As previously established, a union of the form
union some_union {
type_a member_a;
type_b member_b;
...
};
with n members comprises n + 1 objects in overlapping storage: One object for the union itself and one object for each union member. It is clear, that you may freely read and write to any union member in any order, even if reading a union member that was not the last one written to. The strict aliasing rule is never violated, as the lvalue through which you access the storage has the correct effective type.
This is further supported by footnote 95, which explains how type punning is an intended use of unions.
A typical example of the optimizations enabled by the strict aliasing rule is this function:
int strict_aliasing_example(int *i, float *f)
{
*i = 1;
*f = 1.0;
return (*i);
}
which the compiler may optimize to something like
int strict_aliasing_example(int *i, float *f)
{
*i = 1;
*f = 1.0;
return (1);
}
because it can safely assume that the write to *f
does not affect the value of *i
.
However, what happens when we pass two pointers to members of the same union? Consider this example, assuming a typical platform where float
is an IEEE 754 single precision floating point number and int
is a 32 bit two's complement integer:
int breaking_example(void)
{
union {
int i;
float f;
} fi;
return (strict_aliasing_example(&fi.i, &fi.f));
}
As previously established, fi.i
and fi.f
refer to an overlapping memory region. Reading and writing them is unconditionally legal (writing is only legal once the union has been initialized) in any order. In my opinion, the previously discussed optimization performed by all major compilers yields incorrect code as the two pointers of different type legally point to the same location.
I somehow can't believe that my interpretation of the strict aliasing rule is correct. It doesn't seem plausible that the very optimization the strict aliasing was designed for is not possible due to the aforementioned corner case.

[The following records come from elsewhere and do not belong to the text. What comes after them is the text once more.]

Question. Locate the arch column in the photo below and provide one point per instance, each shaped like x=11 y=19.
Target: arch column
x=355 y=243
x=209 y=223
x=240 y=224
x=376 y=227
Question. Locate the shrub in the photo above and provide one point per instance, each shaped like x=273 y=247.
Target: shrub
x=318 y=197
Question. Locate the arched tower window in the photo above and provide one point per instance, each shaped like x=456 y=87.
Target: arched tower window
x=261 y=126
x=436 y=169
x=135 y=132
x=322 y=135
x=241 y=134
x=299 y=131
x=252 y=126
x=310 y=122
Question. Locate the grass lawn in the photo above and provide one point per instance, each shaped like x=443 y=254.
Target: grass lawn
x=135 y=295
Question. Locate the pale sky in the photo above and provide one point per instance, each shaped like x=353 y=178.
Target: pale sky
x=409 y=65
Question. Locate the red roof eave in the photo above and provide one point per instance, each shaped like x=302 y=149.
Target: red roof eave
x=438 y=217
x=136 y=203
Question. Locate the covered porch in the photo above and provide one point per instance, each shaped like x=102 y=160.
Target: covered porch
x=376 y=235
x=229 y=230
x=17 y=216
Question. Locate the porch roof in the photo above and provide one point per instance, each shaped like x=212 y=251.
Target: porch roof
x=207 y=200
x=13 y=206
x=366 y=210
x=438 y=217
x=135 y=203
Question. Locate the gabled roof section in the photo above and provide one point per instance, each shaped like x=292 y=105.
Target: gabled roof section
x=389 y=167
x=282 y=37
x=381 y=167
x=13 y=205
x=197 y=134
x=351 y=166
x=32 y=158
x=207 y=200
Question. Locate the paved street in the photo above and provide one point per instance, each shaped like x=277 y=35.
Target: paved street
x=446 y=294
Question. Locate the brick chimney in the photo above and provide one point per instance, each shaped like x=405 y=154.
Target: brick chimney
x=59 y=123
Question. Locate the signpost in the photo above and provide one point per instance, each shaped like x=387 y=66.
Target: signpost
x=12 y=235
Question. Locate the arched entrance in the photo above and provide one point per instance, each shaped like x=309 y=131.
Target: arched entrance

Please tell me why I'm wrong.
A related question turned up during research.
Please read all existing answers and their comments before adding your own to make sure that your answer adds a new argument.
The strict aliasing rule forbids access to the same object by two pointers that do not have compatible types, unless one is a pointer to a character type:
In your example,
*f = 1.0;
is modifyingfi.i
, but the types are not compatible.I think the mistake is in thinking that a union contains n objects, where n is the number of members. A union contains only one active object at any point during program execution by §6.7.2.1 ¶16
Support for this interpretation that a union does not simultaneously contain all of its member objects can be found in §6.5.2.3:
Finally, an almost identical issue was raised in defect report 236 in 2006.
Here is note 95 and its context:
Note 95 clearly applies to an access via a union member. Your code does not do that. Two overlapping objects are accessed via pointers to 2 separate types, none of which is a character type, and none of which is a postfix expression pertinent for type punning.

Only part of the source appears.